LLM-Based Triaging of Vulnerabilities in Android Native Libraries

Android applications frequently embed native C/C++ libraries accessed via the Java Native Interface (JNI), introducing memory-safety risks that may compromise the entire application despite the sandbox. Large-scale fuzzing systems such as POIROT generate thousands of crashes for these libraries, but their triage remains manual, slow, and difficult to scale. To improve the scalability of crash triage for Android native libraries, this thesis quantifies whether an Large Language Model (LLM) equipped with Model Context Protocol (MCP) for retrieving code context, can reliably classify fuzzing-generated crashes and distinguish benign faults from real vulnerabilities. A structured, automated triage workflow is developed by combining LLM with reverse-engineering tools exposed through the MCP. Crash artefacts generated by POIROT, a state-of-the-art system that automatically synthesises fuzzing harnesses for Android native libraries and produces crash outputs such as stack traces, are enriched with contextual evidence retrieved from Jadx (Java/DEX decompilation) and Ghidra (native decompilation). The LLM analyses each crash following a system-prompt that enforces structured reasoning and a strict JSON schema, leveraging a filtered Java-to-native call graph and a map of crash-relevant native methods to produce a grounded vulnerability assessment including severity, CWE mapping, evidence items, and exploitability indicators. Across 137 crashes from 80 real-world applications, the system achieves an overall accuracy of 66%, with a low false-negative rates (3–5%). When Java-side context is available through a filtered Java Call Graph (JCG), accuracy increases to 77% and precision more than doubles, confirming the importance of cross-layer information in reducing over-approximation. A detailed case study on TP-LINK’s tpCamera reproduces and correctly characterises the real vulnerability later assigned CVE-2023-30273, demonstrating that the system can recover expert-level reasoning patterns using structured evidence.
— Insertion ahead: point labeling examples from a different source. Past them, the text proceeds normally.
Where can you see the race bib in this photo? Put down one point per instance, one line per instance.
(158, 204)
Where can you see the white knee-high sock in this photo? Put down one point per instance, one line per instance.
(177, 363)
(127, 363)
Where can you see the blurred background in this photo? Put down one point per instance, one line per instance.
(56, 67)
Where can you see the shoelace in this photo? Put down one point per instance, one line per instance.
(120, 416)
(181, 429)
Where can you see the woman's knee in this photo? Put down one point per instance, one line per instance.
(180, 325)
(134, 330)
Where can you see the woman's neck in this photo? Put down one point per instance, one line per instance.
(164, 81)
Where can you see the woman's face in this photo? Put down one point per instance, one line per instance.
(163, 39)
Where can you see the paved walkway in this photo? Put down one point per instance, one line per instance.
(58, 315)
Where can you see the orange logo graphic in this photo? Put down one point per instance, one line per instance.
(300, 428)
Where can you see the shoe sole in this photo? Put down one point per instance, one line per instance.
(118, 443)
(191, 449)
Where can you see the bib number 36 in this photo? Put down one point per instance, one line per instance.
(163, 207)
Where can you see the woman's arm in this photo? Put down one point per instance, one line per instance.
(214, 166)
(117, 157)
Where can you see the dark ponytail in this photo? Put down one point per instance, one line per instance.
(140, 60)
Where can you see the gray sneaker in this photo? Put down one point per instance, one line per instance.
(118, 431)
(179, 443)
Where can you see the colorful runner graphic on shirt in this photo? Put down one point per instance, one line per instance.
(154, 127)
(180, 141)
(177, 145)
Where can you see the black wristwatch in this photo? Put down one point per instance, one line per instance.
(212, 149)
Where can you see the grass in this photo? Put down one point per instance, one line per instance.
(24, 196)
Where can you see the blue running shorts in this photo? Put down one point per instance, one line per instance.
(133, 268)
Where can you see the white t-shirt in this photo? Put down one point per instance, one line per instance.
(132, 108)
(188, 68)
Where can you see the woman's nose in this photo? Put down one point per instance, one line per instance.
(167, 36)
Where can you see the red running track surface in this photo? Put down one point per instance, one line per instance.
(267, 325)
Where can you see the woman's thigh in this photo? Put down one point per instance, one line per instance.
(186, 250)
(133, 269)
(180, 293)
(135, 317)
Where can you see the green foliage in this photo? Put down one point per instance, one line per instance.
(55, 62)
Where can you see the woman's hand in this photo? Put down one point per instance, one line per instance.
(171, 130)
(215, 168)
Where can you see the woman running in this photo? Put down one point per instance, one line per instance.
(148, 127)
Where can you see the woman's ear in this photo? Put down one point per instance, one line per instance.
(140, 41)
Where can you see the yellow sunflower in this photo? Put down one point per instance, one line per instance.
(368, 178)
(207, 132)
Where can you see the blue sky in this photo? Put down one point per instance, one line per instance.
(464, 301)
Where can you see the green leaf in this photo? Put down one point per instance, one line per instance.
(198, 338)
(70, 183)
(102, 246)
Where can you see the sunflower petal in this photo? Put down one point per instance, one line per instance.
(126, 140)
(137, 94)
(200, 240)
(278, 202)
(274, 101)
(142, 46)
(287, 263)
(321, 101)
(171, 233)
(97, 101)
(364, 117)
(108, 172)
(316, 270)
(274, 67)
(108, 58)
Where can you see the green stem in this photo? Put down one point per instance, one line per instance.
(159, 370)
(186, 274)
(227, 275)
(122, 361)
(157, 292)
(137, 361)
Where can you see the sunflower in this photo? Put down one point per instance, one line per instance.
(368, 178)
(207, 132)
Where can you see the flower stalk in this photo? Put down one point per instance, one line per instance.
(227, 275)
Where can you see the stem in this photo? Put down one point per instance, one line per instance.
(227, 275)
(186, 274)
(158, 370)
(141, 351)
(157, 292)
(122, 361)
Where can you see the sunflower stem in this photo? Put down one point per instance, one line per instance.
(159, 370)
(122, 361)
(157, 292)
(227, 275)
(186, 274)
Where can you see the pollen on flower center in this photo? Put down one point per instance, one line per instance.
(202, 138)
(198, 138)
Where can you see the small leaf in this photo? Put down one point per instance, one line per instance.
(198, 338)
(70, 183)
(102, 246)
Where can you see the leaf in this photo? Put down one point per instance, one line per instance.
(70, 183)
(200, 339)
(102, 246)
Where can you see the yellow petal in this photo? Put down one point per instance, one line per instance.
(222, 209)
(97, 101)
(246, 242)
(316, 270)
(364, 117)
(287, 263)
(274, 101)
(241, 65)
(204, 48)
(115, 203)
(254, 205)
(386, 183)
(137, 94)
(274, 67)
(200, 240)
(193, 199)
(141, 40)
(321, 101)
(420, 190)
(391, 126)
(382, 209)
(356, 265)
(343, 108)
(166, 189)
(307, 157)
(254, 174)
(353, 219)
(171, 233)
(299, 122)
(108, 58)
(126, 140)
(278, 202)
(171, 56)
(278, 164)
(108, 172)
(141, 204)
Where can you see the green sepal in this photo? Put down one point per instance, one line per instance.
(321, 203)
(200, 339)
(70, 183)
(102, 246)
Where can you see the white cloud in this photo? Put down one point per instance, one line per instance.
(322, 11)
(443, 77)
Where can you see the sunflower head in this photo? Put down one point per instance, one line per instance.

The findings show that LLM-based crash triage, when grounded through MCP-mediated retrieval of Java and native context, provides a practical and scalable first-line vulnerability assessment mechanism for Android native libraries. While not a substitute for manual auditing, the workflow improves consistency, reduces analyst effort, and offers structured, evidence-driven starting points for further security investigation.